Алашанский князь. Рис. Poбopoвcкого.
Пржевальский, по его собственным словам, «был рад до невероятия». 3 июня, перед выступлением в путь, он писал Влангали: «25-го или 26-го я уже буду в тех горах, которые лежат на север от Куку-нора. Эти горы составляют отечество ревеня, исследованием которого я займусь подробно. По словам монголов, все горы покрыты лесами, в которых множество зверей: тигры, барсы, олени, кабарги. Ближе к Куку-нору — множество диких яков, джипатаев, длиннорогих антилоп. Вот будет где пожива для моей зоологической коллекции!»
Пржевальский и его спутники — Пыльцов, Иринчинов, Чебаев — с четырнадцатью верблюдами и двумя лошадьми присоединились к тангутскому каравану. Тангутов было тридцать семь человек. Вооруженные фитильными ружьями, пиками и саблями, с красными повязками на головах, — тангутские воины представляли своеобразное зрелище. Эти люди, решившиеся в такое опасное время идти в места, где действовали отряды дунган, слыли среди своих соотечественников отчаянными храбрецами. Под их охраною шли семьдесят два верблюда и около сорока лошадей и мулов.
Из Дынюаньина путь каравана лежал сначала на юг, потом повернул к западу.
«Переход через пустыни южного Ала-шаня, — писал Николай Михайлович в Россию, — был страшно труден.
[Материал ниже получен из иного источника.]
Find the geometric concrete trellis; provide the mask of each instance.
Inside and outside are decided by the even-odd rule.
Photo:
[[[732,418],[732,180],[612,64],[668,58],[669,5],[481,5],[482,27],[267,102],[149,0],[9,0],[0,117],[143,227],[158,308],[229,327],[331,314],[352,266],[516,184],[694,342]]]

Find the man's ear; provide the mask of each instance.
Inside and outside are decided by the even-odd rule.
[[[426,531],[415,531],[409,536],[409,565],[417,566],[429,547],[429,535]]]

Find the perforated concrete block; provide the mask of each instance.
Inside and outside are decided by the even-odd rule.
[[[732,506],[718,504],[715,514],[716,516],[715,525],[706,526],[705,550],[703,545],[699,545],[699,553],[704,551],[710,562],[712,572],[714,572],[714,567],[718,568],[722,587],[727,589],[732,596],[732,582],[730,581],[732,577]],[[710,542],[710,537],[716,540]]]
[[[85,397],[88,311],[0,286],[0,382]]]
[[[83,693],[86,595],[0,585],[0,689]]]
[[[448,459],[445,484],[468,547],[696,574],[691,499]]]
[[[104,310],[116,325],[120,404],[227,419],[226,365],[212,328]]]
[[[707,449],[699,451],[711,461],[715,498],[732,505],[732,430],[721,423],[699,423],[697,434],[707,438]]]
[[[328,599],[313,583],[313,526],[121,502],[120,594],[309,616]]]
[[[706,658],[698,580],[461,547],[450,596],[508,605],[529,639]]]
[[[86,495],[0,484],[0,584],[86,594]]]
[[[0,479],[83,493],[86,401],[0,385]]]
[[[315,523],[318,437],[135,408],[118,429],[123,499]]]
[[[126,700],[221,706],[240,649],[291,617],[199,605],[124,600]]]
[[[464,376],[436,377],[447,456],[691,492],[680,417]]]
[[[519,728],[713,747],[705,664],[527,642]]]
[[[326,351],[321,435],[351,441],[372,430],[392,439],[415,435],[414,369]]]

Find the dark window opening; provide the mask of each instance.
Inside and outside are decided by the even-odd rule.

Здесь голые сыпучие пески раскидываются на огромное пространство и иногда на сотню верст нет ни капли воды».
Обыкновенно путешественники вставали около полуночи, чтобы двигаться в прохладные часы. Сделав переход километров в 30–40, они останавливались у колодца или, если его не оказывалось, сами копали яму, куда набиралась соленая вода. Тангуты превосходно знали дорогу и по приметам, известным им одним, угадывали места, где можно достать воду.
Отдохнуть как следует путешественники не могли даже и на остановках. От раскаленной почвы пустыни дышало жаром. А тут нужно было каждый раз развьючивать и навьючивать верблюдов. Водопой животных тоже отнимал много времени, так как воду приходилось таскать маленьким черпаком, а каждый верблюд выпивает за раз 2–3 ведра.
К тому же на остановках палатка Николая Михайловича постоянно наполнялась любознательными тангутами. Оружие русских, каждая, даже самая мелкая их вещица, непонятные занятия Пржевальского и Пыльцова — собирание растений, метеорологические наблюдения, писание дневника, — все это возбуждало в тангутах большое любопытство, даже подозрения. Расспросам не было конца.
Тангуты служили экспедиции незаменимыми проводниками в неведомый Куку-нор. Чтобы рассеять их подозрения, Пржевальский принужден был тратить много времени и сил на объяснения с ними.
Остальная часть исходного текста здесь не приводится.